Wordpress is a very popular PHP-based blogging platform, which uses a MySQL database. It has a certain reputation for slowness, but still sees a lot of use.
Last year, someone looked into what queries Wordpress (1.5) uses in preparing pages; article here. I thought it would be interesting to see how things have changed, so I got the latest version of Wordpress (2.2) and installed it on my desktop, with MySQL set to log all queries.
Now, before I start I should mention that for a couple of years I used Wordpress for this blog. I was never enormously irritated with it, but I did start having considerable speed problems as the blog grew. I was able to deal with some of these by adding appropriate indexes to database tables; however, in the end, it became more trouble than it was worth. I switched to Google Blogger, and have had no trouble since.
Now, on with the query review. Please note that I am by no means a database expert, and that I may have made mistakes.
On displaying a page, Wordpress first finds the site URL in the options table. It then loads all records from the options table which have 'autoload' set to yes; note that the site URL row is one of these. Next, it loads 'widget_text' and 'widget_rss'; neither of these exist on my installation.

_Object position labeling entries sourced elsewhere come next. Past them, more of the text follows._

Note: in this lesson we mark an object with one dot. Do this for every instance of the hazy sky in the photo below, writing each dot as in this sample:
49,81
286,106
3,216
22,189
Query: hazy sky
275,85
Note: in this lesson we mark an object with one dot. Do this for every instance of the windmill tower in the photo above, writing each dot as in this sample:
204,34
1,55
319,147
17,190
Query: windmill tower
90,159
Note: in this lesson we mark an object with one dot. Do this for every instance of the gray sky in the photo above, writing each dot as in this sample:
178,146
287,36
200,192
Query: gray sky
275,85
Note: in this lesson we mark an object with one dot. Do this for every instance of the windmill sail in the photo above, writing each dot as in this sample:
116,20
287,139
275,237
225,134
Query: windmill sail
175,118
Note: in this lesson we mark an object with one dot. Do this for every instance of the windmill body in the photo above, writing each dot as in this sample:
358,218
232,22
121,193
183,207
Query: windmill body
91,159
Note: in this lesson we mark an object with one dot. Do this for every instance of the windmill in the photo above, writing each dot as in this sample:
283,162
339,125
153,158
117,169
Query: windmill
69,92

It gets the user's details; this is an improvement on 1.5, where, as noted in the above article, it loaded details for all users. This was particularly concerning as some larger blogs allow their commenters to log in as low privilege users to comment; the amount of data retrieved could, then, be considerable.

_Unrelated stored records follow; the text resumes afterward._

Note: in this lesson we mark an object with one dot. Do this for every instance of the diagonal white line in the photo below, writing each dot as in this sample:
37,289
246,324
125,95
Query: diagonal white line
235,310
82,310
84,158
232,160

Oddly, there is no index on the 'user_login' column; this both allows, potentially, for duplicate users (although I'm sure that this is guarded against in the application itself) and means that if you really have a lot of users, it may have to do a fairly large table scan. This won't be a problem for most Wordpress blogs, though. It then gets data for that user from 'wp_usermeta'; this could have been done as a join, but is, at least, done on an indexed column.
Interestingly, it initially looked for a rewrite option in the options table at this point. When I enabled URL rewriting, however, this query vanished, presumably because it got it in its first read of the options table. This seems odd; if it didn't get it the first time 'round, why try again?

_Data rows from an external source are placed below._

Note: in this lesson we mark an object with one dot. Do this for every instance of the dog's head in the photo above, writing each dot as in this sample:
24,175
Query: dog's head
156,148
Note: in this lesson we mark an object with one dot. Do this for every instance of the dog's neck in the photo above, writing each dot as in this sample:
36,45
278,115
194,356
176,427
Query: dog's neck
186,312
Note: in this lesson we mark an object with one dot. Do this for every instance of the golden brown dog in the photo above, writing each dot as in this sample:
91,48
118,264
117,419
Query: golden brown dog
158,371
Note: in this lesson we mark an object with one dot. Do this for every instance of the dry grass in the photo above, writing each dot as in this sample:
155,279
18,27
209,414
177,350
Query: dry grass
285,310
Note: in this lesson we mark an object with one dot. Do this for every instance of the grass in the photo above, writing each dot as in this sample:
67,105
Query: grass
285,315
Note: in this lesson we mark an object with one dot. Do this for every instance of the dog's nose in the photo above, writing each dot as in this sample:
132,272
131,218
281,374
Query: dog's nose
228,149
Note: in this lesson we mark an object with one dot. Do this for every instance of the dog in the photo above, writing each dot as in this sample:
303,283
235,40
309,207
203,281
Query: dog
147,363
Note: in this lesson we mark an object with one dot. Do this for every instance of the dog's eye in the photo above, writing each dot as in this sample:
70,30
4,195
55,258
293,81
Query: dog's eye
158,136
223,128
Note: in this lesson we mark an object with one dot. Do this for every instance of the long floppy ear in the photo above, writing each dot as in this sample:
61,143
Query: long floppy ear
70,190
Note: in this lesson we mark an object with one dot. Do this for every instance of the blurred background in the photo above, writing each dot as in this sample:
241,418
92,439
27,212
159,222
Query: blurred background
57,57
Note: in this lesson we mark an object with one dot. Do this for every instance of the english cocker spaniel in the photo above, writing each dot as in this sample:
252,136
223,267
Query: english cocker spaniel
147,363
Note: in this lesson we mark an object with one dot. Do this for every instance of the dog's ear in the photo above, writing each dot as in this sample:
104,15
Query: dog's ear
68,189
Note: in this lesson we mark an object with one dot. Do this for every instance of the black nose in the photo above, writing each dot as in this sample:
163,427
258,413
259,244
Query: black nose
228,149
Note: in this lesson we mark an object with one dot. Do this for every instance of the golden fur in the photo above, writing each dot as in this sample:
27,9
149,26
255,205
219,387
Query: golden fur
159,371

The next query finds the last ten posts, and downloads all data on them in the 'wp_posts' table. Fine, although there are no indexes on any of the constraints it uses (even the date!) so this really isn't ideal for a big blog. The one after that, though, is an oddity. It looks up a mapping between posts and categories. This is the sort of thing that I would really expect to have been done with a join; I can't imagine that avoiding a join saves them any runtime, and it's an extra query. The query after that gets all category data, and the query after that all metadata for the posts. All of these except for the category lookup could have been done in one query.
The next three queries retrieve settings for the (default) template. I really don't feel that this is the sort of thing that should be done in the database, but see comments below on configuration data.
Next, pages are retrieved; Wordpress has a separate, non-blog-post type of page. Oddly, all of these are retrieved, with full text, even though they're never going to be displayed on this page.
The next step is to find what months there are posts for, and how many. Again, un-indexed fields are used as constraints, and counts are done. I'd be inclined to store this data in a separate table and only update it when new posts are posted.
Next, categories are found (again, but in a specific order this time) and posts associated with each discovered; again, insufficient indexes. Following that, categories are retrieved again. That's the third time, mind you. It would seem to make more sense to just get them once and perform the ordering in the (PHP) client, but whoever wrote Wordpress doesn't seem to think like that.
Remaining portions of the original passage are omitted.